What do you recommend shutter speed to be? I figured 1/100 would be decent for a relatively still subject

- no UV filter

This isn't the kit lens, it is this guy -http://www.bhphotovideo.com/bnh/controller/home?O=&sku=425812&is=USA&Q=&A=details

Does hard light ruin image quality like this?


----------



## Photonoob1 (May 7, 2013)

Maybe I should get my lens looked at?


----------



## David444 (May 7, 2013)

.


----------



## Photonoob1 (May 7, 2013)

David444 said:


> What are the exif settings for the photo? Are you choosing the focus point or are you letting the camera choose it for you?



Here you are.\

That was auto focus, most likely on her right eye.


----------



## SCraig (May 7, 2013)

Photonoob1 said:


> \
> 
> That was auto focus, most likely on her right eye.


Actually it looks to me like the focus was on the bracelet on her right arm.  It seems to be more in focus than her face.

The image was shot at f/2.8.  No lens is at its sharpest at maximum aperture, you need to stop it down a couple of stops to get the sharpest image from it.


----------



## David444 (May 7, 2013)

.


----------



## Overread (May 7, 2013)

David444 said:


> If you can get a sharp photo using manual focus then you have an AF problem.



Note that this does not mean that the AF is broken, it means more likely that you've used it incorrectly. 

How have you got the AF on the camera currently setup? Go through your motions, settings and process for taking a photo and we'll be able to see what steps and settings you have and give suggestions as to where you can make improvements.


----------



## runnah (May 7, 2013)

Ilovemycam said:


> Shoot a dollar bill on a tripod and see how sharp your set up really is.



Photographers don't have that kind of money!


----------



## Juga (May 7, 2013)

runnah said:


> Ilovemycam said:
> 
> 
> > Shoot a dollar bill on a tripod and see how sharp your set up really is.
> ...


----------



## Photonoob1 (May 7, 2013)

Overread said:


> David444 said:
> 
> 
> > If you can get a sharp photo using manual focus then you have an AF problem.
> ...



Well, shooting this kind of thing I would obviously flip to autofocus on the lens (IS is always on). Look through view finder, depress shutter half way to AF, then fire when focus is confirmed. 

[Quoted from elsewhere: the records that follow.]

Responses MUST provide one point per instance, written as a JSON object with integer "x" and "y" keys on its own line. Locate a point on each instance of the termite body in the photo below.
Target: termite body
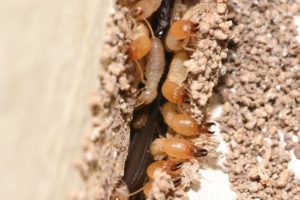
{"x": 183, "y": 123}
{"x": 153, "y": 71}
{"x": 145, "y": 8}
{"x": 177, "y": 148}
{"x": 169, "y": 166}
{"x": 173, "y": 88}
{"x": 179, "y": 34}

Often times I like a little fill flash but I'm finding that the photos turn out better if I just use ambient light unless I'm in a studio environment. So with flash I usually have it turned to a super low power with a soft box in front of it to shoot a wide beam.

Hope this is enough info? I honestly seem to only have problems when shooting still photos. With video (manually focusing in live view) I obviously don't have focus issues. I'm leaning towards it being a lens problem because I haven't noticed this until I bought this new lens, I shot with a 50mm 1.6 a lot and thought it was crystal clear, even wide open.


----------



## Juga (May 7, 2013)

Photonoob1 said:


> Overread said:
> 
> 
> > David444 said:
> ...



Primes are usually more sharp wide open than zoom lens. Please let me know how this turns out for you because I have been weighing options and the 17-55 was on my 'radar.'


----------



## bratkinson (May 8, 2013)

Photonoob1 said:


> That was auto focus, most likely on her right eye.



As mentioned above, 1/100th is often too slow a shutter speed to stop motion...even if your subject is posed.  I generally try for 1/160th but will settle for 1/125th if I have to.

Also, did you select the focus point(s) to use or did your camera just 'decide on its own' of where to focus?  To me, it looks as if her elbow is the focus point, as it is the nearest object to the camera.  Also, since you are shooting wide open at f2.8, the depth of field is quite shallow.  Perhaps 3" or less, based on the picture.  Shooting with a narrower aperture in the f5.6 range or smaller will give a larger DOF.  Or, if you want the small DOF, you have to manually select, for example, the center focus point only, focus THAT on her eye, then shoot.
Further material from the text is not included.